The Labour Ministry is probing the shutdown of Funai (Thailand) Ltd, an electronics manufacturer in Nakhon Ratchasima province, to make sure its 862 employees are properly compensated.
The company, which produced radio receivers and audio/video recorders, announced on Tuesday that it would halt operations on November 1 and terminate employment of all staff. It promised to pay compensation to staff at 75% of their last salary, as required by Section 75 of the Labour Protection Act.
Funai Ltd said the move came after its Japanese parent, Funai Electric, received court approval for its bankruptcy plan on October 24. This resulted in the Thai subsidiary being no longer able to import materials for its production, it said.
The factory in the northeastern province had a total of 862 employees, 310 males and 552 females, Labour Ministry spokesman Phumiphat Mueanchan said on Friday.
He said provincial labour officers have been visiting the factory to make sure that it complies with legal requirements regarding compensation to terminated employees.
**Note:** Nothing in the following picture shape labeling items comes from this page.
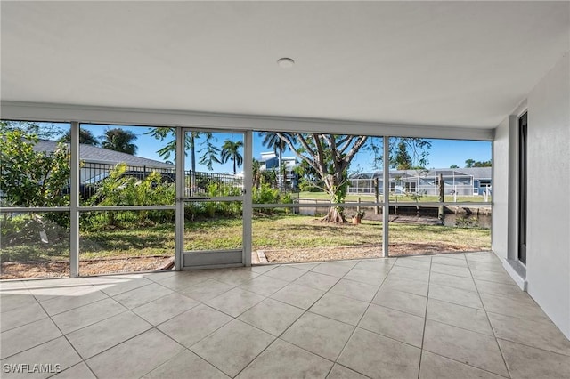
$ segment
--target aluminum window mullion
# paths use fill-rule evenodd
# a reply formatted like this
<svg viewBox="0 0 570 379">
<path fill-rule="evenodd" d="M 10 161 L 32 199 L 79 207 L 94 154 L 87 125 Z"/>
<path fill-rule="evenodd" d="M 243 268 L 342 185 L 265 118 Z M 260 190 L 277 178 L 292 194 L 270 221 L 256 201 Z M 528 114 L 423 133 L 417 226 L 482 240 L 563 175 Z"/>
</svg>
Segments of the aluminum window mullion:
<svg viewBox="0 0 570 379">
<path fill-rule="evenodd" d="M 79 123 L 71 122 L 69 196 L 69 277 L 79 276 Z"/>
<path fill-rule="evenodd" d="M 387 258 L 389 256 L 389 222 L 390 222 L 390 137 L 385 135 L 382 137 L 383 149 L 382 164 L 383 164 L 383 178 L 382 178 L 382 256 Z"/>
<path fill-rule="evenodd" d="M 183 257 L 184 254 L 184 140 L 185 132 L 183 128 L 176 128 L 176 216 L 175 216 L 175 270 L 182 270 Z"/>
</svg>

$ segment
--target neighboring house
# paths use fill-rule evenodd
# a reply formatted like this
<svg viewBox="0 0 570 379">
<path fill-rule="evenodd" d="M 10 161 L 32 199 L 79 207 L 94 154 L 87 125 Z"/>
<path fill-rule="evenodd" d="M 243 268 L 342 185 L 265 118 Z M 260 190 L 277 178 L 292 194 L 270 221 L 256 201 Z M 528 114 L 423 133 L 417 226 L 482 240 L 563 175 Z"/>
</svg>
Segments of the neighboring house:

Officials will also make sure affected employees receive all benefits under the social security programme, he added.
Funai Electric, based in Daito, Osaka prefecture, had some 46.1 billion yen (US$303.6 million) in liabilities, according to research firm Teikoku Databank.
The Japan Times reported that the company, which was founded in 1961, had boasted a significant presence in Japan and abroad as an original-equipment manufacturer.
But the company struggled from a slump in the North American market and competition from Chinese rivals after the global financial crisis of 2008. A scandal involving an overseas unit also weighed on the firm, the report said.
Funai Electric was acquired by Shuwa System Holdings and went private in 2021. The company's finances were also hit by the failure of a beauty-salon unit to pay advertising fees.